A strangle on FTEK is the strangle strategy applied to FTEK (stock). The strategy is structurally neutral / high-volatility (long premium, OTM): A long strangle buys an OTM call and an OTM put at offset strikes, cheaper than a straddle but requiring a larger underlying move to profit since both wings start out-of-the-money. With FTEK stock trading near $1.47, the strikes shown on this page are snapped to the nearest listed FTEK chain strike and the premiums come straight from the end-of-day bid/ask midpoint.
How are FTEK strangle max profit and max loss calculated?
Upside max profit is unbounded; downside max profit is bounded at the put strike minus the combined debit (reached at zero). Max loss equals the combined debit times 100 (reached anywhere between the two OTM strikes). Two breakevens at call-strike plus debit and put-strike minus debit.
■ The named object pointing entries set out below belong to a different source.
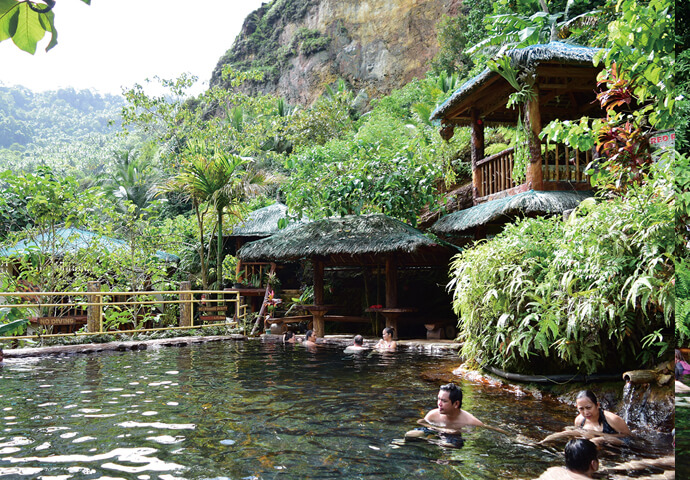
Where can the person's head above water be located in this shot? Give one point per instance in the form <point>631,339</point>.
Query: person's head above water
<point>588,394</point>
<point>454,393</point>
<point>581,456</point>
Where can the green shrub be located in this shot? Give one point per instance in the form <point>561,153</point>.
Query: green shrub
<point>592,294</point>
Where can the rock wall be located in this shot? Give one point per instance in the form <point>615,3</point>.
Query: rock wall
<point>374,45</point>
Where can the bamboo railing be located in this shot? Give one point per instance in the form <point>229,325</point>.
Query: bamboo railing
<point>85,311</point>
<point>495,173</point>
<point>560,163</point>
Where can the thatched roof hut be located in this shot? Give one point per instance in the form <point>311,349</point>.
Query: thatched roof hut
<point>363,240</point>
<point>565,75</point>
<point>353,239</point>
<point>531,203</point>
<point>259,224</point>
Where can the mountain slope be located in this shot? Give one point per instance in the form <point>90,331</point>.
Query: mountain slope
<point>304,45</point>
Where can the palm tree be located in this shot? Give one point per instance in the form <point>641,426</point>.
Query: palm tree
<point>209,177</point>
<point>133,178</point>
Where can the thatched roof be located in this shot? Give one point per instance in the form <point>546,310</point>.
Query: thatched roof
<point>71,240</point>
<point>566,71</point>
<point>353,239</point>
<point>261,223</point>
<point>529,203</point>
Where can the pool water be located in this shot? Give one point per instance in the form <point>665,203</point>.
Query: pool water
<point>251,410</point>
<point>683,432</point>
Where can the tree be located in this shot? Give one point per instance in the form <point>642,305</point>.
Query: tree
<point>133,179</point>
<point>26,22</point>
<point>210,177</point>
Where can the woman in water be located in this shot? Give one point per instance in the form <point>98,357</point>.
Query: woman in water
<point>592,417</point>
<point>386,342</point>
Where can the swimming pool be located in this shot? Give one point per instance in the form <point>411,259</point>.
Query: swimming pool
<point>251,410</point>
<point>683,432</point>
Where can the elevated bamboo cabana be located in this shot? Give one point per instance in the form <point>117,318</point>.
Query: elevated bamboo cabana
<point>564,80</point>
<point>363,240</point>
<point>498,212</point>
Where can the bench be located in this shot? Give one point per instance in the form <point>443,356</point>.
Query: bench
<point>346,319</point>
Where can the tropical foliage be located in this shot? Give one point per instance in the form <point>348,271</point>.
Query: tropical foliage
<point>593,293</point>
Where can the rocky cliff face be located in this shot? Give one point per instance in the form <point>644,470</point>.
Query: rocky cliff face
<point>304,45</point>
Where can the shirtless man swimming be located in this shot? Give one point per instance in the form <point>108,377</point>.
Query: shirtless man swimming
<point>449,417</point>
<point>580,462</point>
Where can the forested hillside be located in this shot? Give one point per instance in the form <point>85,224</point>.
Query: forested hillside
<point>63,127</point>
<point>191,168</point>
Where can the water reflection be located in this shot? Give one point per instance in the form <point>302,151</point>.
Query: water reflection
<point>246,410</point>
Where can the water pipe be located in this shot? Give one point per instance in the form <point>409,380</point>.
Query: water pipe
<point>561,378</point>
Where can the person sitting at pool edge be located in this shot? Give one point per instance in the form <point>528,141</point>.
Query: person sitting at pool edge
<point>592,417</point>
<point>449,417</point>
<point>289,337</point>
<point>309,339</point>
<point>580,461</point>
<point>357,345</point>
<point>386,342</point>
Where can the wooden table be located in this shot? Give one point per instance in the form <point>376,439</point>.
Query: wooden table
<point>391,315</point>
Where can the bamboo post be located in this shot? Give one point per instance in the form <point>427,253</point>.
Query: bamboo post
<point>94,312</point>
<point>185,304</point>
<point>534,175</point>
<point>477,151</point>
<point>319,323</point>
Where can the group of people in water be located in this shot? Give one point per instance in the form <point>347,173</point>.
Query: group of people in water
<point>387,343</point>
<point>581,459</point>
<point>593,427</point>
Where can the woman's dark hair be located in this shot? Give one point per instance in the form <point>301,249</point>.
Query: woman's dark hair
<point>579,454</point>
<point>589,394</point>
<point>454,393</point>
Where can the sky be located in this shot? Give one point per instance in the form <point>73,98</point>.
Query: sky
<point>112,44</point>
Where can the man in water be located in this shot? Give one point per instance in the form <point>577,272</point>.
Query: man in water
<point>310,339</point>
<point>357,345</point>
<point>580,462</point>
<point>447,419</point>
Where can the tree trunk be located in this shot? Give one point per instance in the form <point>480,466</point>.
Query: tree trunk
<point>219,252</point>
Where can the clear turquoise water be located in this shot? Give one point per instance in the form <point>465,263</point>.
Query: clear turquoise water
<point>247,410</point>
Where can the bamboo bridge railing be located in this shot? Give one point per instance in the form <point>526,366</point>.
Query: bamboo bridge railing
<point>85,311</point>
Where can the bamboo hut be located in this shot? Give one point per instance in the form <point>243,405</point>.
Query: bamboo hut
<point>489,217</point>
<point>563,79</point>
<point>364,240</point>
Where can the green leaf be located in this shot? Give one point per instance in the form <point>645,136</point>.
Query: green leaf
<point>28,29</point>
<point>13,327</point>
<point>48,23</point>
<point>8,13</point>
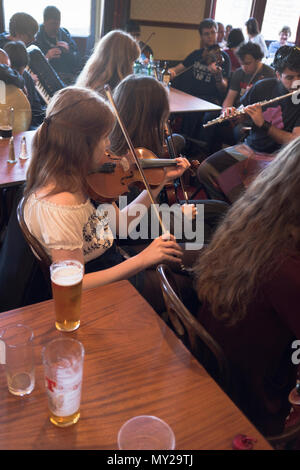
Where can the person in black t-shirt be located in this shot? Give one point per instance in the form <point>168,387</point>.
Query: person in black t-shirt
<point>251,71</point>
<point>228,172</point>
<point>205,73</point>
<point>210,72</point>
<point>58,46</point>
<point>18,56</point>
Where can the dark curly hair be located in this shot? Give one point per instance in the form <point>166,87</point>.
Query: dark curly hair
<point>22,23</point>
<point>250,48</point>
<point>235,38</point>
<point>287,57</point>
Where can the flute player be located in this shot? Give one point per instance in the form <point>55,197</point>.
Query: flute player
<point>227,173</point>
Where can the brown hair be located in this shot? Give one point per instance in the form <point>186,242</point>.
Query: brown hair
<point>111,61</point>
<point>143,105</point>
<point>258,232</point>
<point>64,145</point>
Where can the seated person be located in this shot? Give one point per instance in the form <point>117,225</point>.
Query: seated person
<point>210,72</point>
<point>227,31</point>
<point>143,106</point>
<point>206,75</point>
<point>7,74</point>
<point>58,210</point>
<point>112,60</point>
<point>254,35</point>
<point>58,46</point>
<point>234,41</point>
<point>228,172</point>
<point>19,60</point>
<point>221,35</point>
<point>248,283</point>
<point>133,28</point>
<point>251,71</point>
<point>284,34</point>
<point>22,27</point>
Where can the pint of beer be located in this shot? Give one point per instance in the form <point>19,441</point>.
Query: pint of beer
<point>63,369</point>
<point>66,280</point>
<point>6,121</point>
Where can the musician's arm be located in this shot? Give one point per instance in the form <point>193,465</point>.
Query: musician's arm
<point>221,82</point>
<point>280,136</point>
<point>283,137</point>
<point>175,70</point>
<point>230,99</point>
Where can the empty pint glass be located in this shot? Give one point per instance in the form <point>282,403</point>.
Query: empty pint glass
<point>63,368</point>
<point>19,358</point>
<point>66,281</point>
<point>6,121</point>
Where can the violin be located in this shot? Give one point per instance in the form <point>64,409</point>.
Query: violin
<point>183,183</point>
<point>117,174</point>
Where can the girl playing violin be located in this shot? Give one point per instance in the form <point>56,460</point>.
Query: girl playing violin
<point>143,105</point>
<point>58,211</point>
<point>111,61</point>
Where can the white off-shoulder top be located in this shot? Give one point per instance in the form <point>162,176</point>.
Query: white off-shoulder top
<point>69,227</point>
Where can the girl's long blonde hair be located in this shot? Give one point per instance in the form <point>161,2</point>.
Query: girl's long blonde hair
<point>111,61</point>
<point>257,233</point>
<point>64,145</point>
<point>143,105</point>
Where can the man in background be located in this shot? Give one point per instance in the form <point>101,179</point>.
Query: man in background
<point>58,46</point>
<point>22,27</point>
<point>18,56</point>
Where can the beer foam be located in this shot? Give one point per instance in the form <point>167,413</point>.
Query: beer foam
<point>67,275</point>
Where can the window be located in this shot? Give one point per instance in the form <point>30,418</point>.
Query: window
<point>234,12</point>
<point>75,14</point>
<point>279,13</point>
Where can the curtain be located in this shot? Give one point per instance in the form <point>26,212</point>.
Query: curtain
<point>115,15</point>
<point>2,26</point>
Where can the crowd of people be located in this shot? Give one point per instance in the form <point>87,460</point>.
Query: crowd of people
<point>244,286</point>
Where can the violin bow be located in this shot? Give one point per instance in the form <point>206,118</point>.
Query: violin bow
<point>169,133</point>
<point>134,155</point>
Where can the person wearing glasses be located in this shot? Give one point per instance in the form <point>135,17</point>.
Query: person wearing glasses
<point>134,29</point>
<point>22,27</point>
<point>284,34</point>
<point>210,72</point>
<point>227,173</point>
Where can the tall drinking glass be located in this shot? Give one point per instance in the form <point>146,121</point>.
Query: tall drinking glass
<point>66,281</point>
<point>19,359</point>
<point>63,367</point>
<point>6,121</point>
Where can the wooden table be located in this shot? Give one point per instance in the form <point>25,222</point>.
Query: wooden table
<point>12,174</point>
<point>134,365</point>
<point>181,102</point>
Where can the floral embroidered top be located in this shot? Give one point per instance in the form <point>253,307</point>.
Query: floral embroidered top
<point>69,227</point>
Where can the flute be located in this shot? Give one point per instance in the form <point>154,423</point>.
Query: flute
<point>241,109</point>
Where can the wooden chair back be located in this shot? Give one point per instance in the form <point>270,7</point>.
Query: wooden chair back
<point>189,329</point>
<point>37,248</point>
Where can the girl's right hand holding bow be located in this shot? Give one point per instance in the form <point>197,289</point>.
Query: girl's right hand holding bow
<point>160,250</point>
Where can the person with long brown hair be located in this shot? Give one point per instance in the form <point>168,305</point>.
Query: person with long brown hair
<point>111,61</point>
<point>248,283</point>
<point>143,105</point>
<point>58,210</point>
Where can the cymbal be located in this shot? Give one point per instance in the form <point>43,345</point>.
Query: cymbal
<point>22,109</point>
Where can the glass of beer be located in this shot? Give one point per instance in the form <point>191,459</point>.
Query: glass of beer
<point>66,281</point>
<point>19,359</point>
<point>6,121</point>
<point>63,368</point>
<point>146,433</point>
For the FTEK strangle priced from the end-of-day chain at a 30-day expiry (ATM IV 166.40%), the computed maximum profit is unbounded per contract and the computed maximum loss is unbounded per contract. Live intraday quotes will differ as the chain moves through the trading session.
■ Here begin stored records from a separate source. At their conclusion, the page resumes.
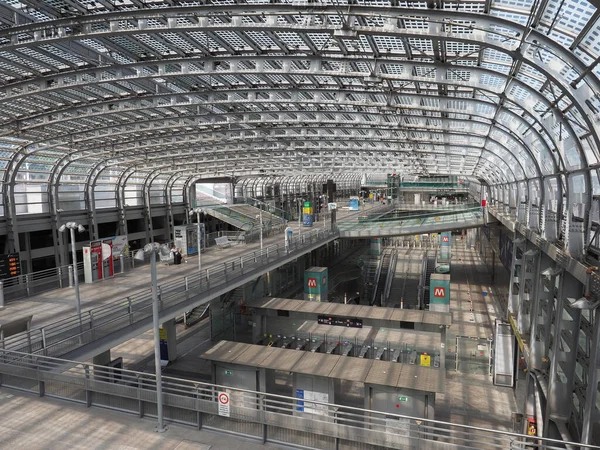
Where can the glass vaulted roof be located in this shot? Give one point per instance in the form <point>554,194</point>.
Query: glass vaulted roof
<point>502,90</point>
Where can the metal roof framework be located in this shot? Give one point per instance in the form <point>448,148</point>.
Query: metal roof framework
<point>195,89</point>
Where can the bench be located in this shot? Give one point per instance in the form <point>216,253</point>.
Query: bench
<point>223,242</point>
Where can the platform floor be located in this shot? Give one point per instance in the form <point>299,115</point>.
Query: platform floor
<point>51,306</point>
<point>470,395</point>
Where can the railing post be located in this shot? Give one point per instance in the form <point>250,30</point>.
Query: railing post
<point>261,402</point>
<point>86,386</point>
<point>92,327</point>
<point>130,310</point>
<point>198,412</point>
<point>140,401</point>
<point>27,279</point>
<point>44,341</point>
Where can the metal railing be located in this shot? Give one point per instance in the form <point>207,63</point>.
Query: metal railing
<point>71,333</point>
<point>257,415</point>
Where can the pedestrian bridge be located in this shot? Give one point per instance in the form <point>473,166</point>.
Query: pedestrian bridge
<point>402,223</point>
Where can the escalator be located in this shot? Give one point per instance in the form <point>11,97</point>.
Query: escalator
<point>378,293</point>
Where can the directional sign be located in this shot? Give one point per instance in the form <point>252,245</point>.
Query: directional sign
<point>439,292</point>
<point>224,404</point>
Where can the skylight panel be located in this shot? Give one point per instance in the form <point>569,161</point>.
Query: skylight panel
<point>521,19</point>
<point>389,43</point>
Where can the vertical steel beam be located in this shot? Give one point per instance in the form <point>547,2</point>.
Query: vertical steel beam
<point>591,415</point>
<point>563,354</point>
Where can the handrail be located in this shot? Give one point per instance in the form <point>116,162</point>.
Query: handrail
<point>364,425</point>
<point>376,282</point>
<point>70,333</point>
<point>427,215</point>
<point>390,277</point>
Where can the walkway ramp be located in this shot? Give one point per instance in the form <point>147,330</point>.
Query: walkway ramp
<point>431,222</point>
<point>244,217</point>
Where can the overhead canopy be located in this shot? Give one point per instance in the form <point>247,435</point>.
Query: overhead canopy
<point>497,90</point>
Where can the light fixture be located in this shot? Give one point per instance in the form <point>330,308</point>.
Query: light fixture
<point>583,303</point>
<point>199,211</point>
<point>153,249</point>
<point>72,226</point>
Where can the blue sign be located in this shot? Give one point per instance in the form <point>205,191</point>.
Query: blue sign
<point>299,403</point>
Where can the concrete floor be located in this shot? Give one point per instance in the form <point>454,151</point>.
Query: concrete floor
<point>470,396</point>
<point>33,423</point>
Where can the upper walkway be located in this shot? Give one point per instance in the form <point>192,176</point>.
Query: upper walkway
<point>397,224</point>
<point>119,318</point>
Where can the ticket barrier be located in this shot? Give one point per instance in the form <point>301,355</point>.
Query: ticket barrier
<point>362,353</point>
<point>379,352</point>
<point>346,348</point>
<point>331,347</point>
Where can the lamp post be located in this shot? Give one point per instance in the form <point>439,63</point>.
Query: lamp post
<point>259,217</point>
<point>72,226</point>
<point>300,201</point>
<point>153,249</point>
<point>198,211</point>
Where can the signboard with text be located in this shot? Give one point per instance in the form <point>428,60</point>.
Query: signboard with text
<point>10,266</point>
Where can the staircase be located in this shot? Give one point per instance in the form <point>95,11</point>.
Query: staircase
<point>196,315</point>
<point>232,217</point>
<point>411,284</point>
<point>397,286</point>
<point>369,279</point>
<point>430,262</point>
<point>383,274</point>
What is the breakeven for a FTEK strangle?
The breakeven for the FTEK strangle priced on this page is no defined breakeven on the modeled curve at expiration, derived from end-of-day chain premiums. Breakeven is the underlying price at which the strategy's P&L crosses zero ignoring transaction costs and assignment risk. The current FTEK market-implied 1-standard-deviation expected move is approximately 47.71%; if the move sits well outside the breakeven distance, the structure's risk-reward becomes correspondingly tighter.
When should you consider a strangle on FTEK?
Strangles on FTEK are the cheaper cousin of the straddle - traders use them when they want a large directional move but are willing to give up the inner-strike sensitivity in exchange for a lower up-front debit on the FTEK chain.
How does current FTEK implied volatility affect this strangle?
FTEK ATM IV is at 166.40% with IV rank near 41.87%, which is mid-range against its 1-year history. Strategy selection depends more on directional thesis and expected move than on a strong IV signal.